Malcolm McLaren or Sigue Sigue Sputinik? History will judge.
Malcolm McLaren was known for several reasons: businessman, visual artist, performer, musician, stylist, boutique owner and above all for being the promoter and entrepreneur of the Sex Pistols.
For me, however, my stronger memory of him comes from 'Duck Rock', a 1983 album that combined, in an unusual way, musical styles from South Africa, Central and South America, and the Caribbean with hip hop. It was a strange record, far from the standard of "commercial music" or even "western harmony". I had a love-hate relationship with the record, consciously I thought I didn't like the songs, but I was driven to it, I kept listening, listening and listening to the album. Even "not liking it", it was one of the LPs I bought (and at that time it was a tough competition, as a teenager I had very little money and a desire to have hundreds of albums). It was a record that I listened to from headphones, a little embarrassed, after all I couldn't tarnish my reputation as an alternative rocker, those songs didn't match Bauhaus, Joy Division and Sisters of Mercy!
But the fact is that, as strange as it was, the story judged 'Duck Rock' positively, Pitchfork included it in his list of the 200 best albums of the 1980s, the album proved to be highly influential in bringing hip hop to a wider audience the UK, with two of his singles, 'Buffalo Gals' and 'Double Dutch', making it big hits on the charts on both sides of the Atlantic.
Drinho, in his option for the unusual, as exposed since his first release, assumes himself as one who does not conform to producing music in the standards of what everyone else already does.
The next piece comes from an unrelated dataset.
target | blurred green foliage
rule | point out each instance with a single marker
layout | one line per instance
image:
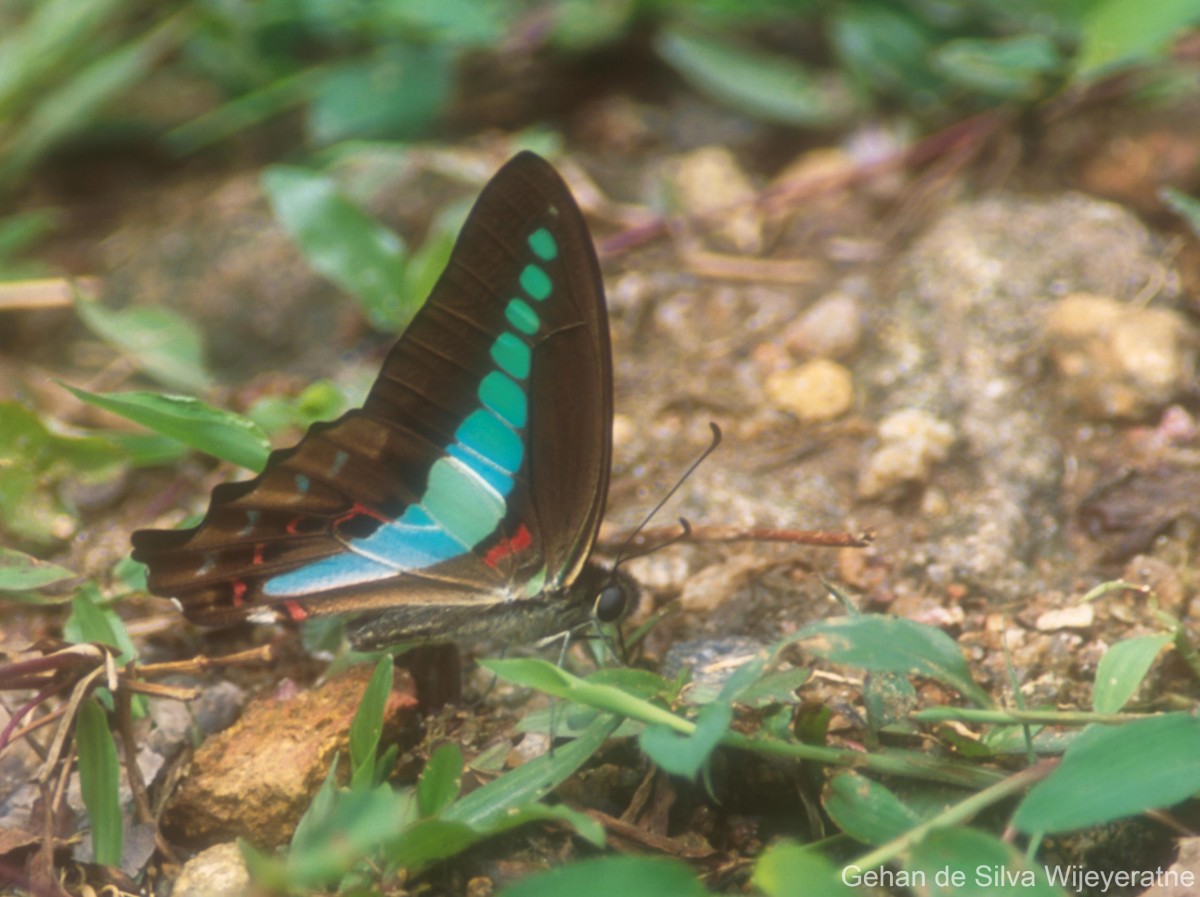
(202, 71)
He invents strange songs in awkward arrangements that lead us to ask whether we are listening to simple kitsch or avant-garde.
In this new release, the artist exchanges melon for pomegranate (romã in Portuguese), or melancholy for romance. Telling simple stories of "living together", the singer walks through disappointments, frustrated expectations, shared flavors, and statements of the most classic, weaving the poetic identity of a lyrical self that makes his own formal unconcern a quality, a differential feature.
Drinho may be that kind of artist that you don't dare recommend because you can't imagine what the other person's reaction to listening to him is, but he is definitely an artist that deserves to be heard without prejudice.
Malcolm McLaren or Sigue Sigue Sputinik? History will judge.